Miniaturową
cud machinę parową własnej konstrukcji w lutym 1870 roku miał zamiar
zaprezentować torunianom „prof. Eisner z Tryestu”. Anonsował się w prasie:
pokaz w mieszkaniu swym w hotelu Sanssouci. Machina jest niezwykle użyteczna,
bo napędza nie tylko sikawę pożarową z podwójną pompą, ale też porusza przyrząd
do robienia lodów, masła, machinę do szycia itd. Prasa donosiła, iż machina prof.
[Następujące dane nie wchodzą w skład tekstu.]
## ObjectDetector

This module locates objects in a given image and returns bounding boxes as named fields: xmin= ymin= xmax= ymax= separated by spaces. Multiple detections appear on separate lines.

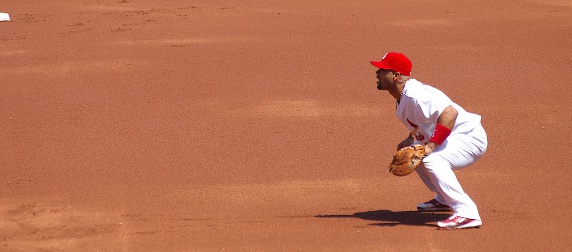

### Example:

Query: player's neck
xmin=389 ymin=77 xmax=409 ymax=101
xmin=389 ymin=84 xmax=405 ymax=101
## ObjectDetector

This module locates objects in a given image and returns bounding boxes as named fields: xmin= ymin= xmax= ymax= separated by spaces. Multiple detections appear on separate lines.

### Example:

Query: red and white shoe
xmin=417 ymin=199 xmax=453 ymax=212
xmin=437 ymin=215 xmax=482 ymax=229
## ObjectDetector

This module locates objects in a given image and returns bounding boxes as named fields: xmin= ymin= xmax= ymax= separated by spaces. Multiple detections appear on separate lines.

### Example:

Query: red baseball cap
xmin=370 ymin=52 xmax=412 ymax=76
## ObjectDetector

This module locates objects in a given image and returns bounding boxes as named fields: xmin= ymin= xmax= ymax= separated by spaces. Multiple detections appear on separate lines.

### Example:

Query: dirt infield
xmin=1 ymin=0 xmax=571 ymax=251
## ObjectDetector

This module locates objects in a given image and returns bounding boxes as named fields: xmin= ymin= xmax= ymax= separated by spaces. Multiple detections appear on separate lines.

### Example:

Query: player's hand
xmin=424 ymin=142 xmax=437 ymax=155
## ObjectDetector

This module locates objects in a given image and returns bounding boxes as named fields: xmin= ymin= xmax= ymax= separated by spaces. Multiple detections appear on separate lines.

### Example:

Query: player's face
xmin=375 ymin=68 xmax=395 ymax=90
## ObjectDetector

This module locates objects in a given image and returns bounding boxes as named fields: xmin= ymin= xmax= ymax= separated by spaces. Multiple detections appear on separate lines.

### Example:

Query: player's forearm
xmin=426 ymin=106 xmax=458 ymax=154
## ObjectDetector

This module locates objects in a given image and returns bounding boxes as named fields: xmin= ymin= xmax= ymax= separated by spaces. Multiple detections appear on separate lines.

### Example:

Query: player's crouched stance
xmin=371 ymin=52 xmax=488 ymax=229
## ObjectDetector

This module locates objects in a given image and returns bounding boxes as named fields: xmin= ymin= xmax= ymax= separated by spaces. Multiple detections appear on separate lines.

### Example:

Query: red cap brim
xmin=370 ymin=60 xmax=391 ymax=70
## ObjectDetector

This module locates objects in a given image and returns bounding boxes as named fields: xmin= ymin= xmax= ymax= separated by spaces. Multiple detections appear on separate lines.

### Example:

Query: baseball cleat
xmin=417 ymin=199 xmax=453 ymax=212
xmin=437 ymin=215 xmax=482 ymax=229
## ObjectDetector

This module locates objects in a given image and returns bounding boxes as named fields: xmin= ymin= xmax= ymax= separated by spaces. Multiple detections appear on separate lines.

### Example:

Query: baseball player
xmin=371 ymin=52 xmax=488 ymax=229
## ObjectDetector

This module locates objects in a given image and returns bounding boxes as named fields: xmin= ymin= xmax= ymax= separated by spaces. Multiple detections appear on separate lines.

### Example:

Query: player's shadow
xmin=316 ymin=210 xmax=449 ymax=227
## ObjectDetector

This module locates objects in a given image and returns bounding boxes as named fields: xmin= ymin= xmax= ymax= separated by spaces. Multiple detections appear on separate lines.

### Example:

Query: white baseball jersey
xmin=396 ymin=79 xmax=482 ymax=145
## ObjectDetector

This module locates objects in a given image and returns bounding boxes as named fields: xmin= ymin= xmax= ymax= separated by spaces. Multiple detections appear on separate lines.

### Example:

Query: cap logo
xmin=382 ymin=53 xmax=388 ymax=60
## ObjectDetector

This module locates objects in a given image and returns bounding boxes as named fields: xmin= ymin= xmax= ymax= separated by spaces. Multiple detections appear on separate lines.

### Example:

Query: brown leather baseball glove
xmin=388 ymin=145 xmax=426 ymax=176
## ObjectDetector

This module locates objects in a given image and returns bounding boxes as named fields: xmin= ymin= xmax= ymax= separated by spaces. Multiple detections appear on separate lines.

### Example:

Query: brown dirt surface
xmin=1 ymin=0 xmax=571 ymax=251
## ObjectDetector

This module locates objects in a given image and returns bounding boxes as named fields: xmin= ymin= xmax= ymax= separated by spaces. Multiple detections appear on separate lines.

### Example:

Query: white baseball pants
xmin=415 ymin=124 xmax=488 ymax=220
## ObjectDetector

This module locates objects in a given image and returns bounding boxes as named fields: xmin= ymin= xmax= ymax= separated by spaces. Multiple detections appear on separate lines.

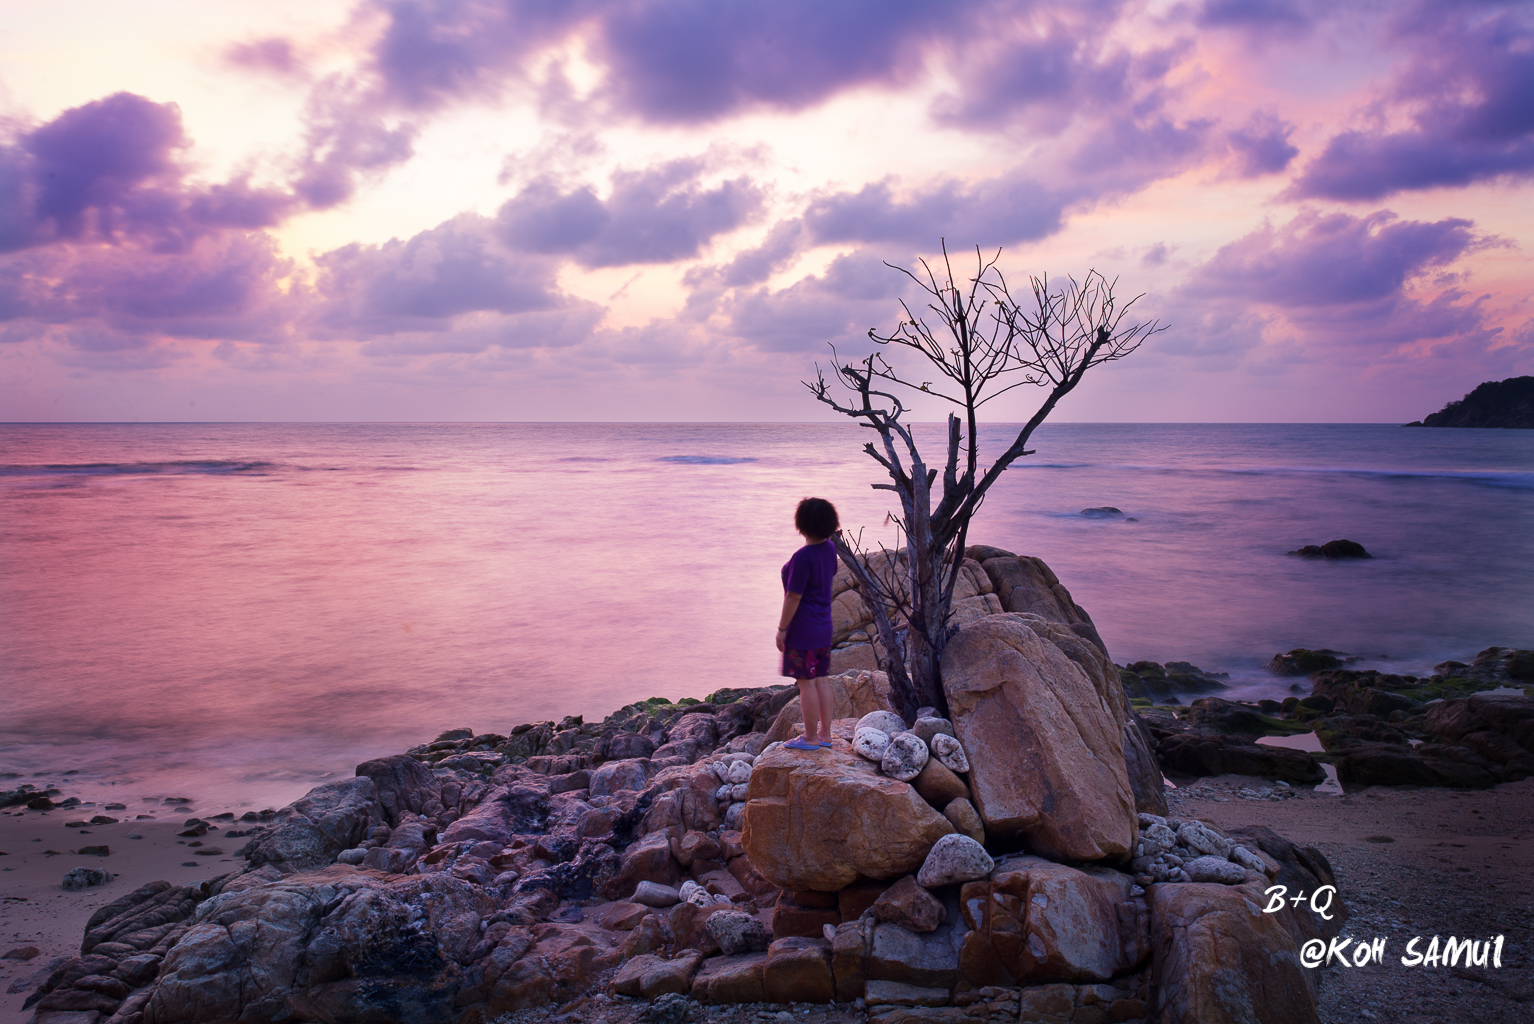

Eisnera wszędzie „doznawała pochlebnego sądu znawców, a liczne świadectwa
dyrektorów szkół polecają wykład i okaz profesora jako pouczający dla laików i
szkolnej młodzieży”.
Warto zwrócić uwagę na miejsce wspomnianych wykładów – miejscowy hotel. W tym czasie (2. połowa XIX w.) powszechne było świadczenie różnego rodzaju usług przez wędrownych specjalistów właśnie w hotelowych pokojach i salach. W hotelach organizowano okazjonalne wyprzedaże towarów różnych firm spoza Torunia, najczęściej w okresach wiosennych i jesiennych jarmarków, świąt Bożego Narodzenia, także latem. Tu swoje zawodowe czynności sprawowali zamiejscowi lekarze, dentyści, odbywały się kursy kupieckie i inne. W hotelach można było odwiedzać wędrowne wystawy malarstwa, często połączone z aukcjami dzieł sztuki.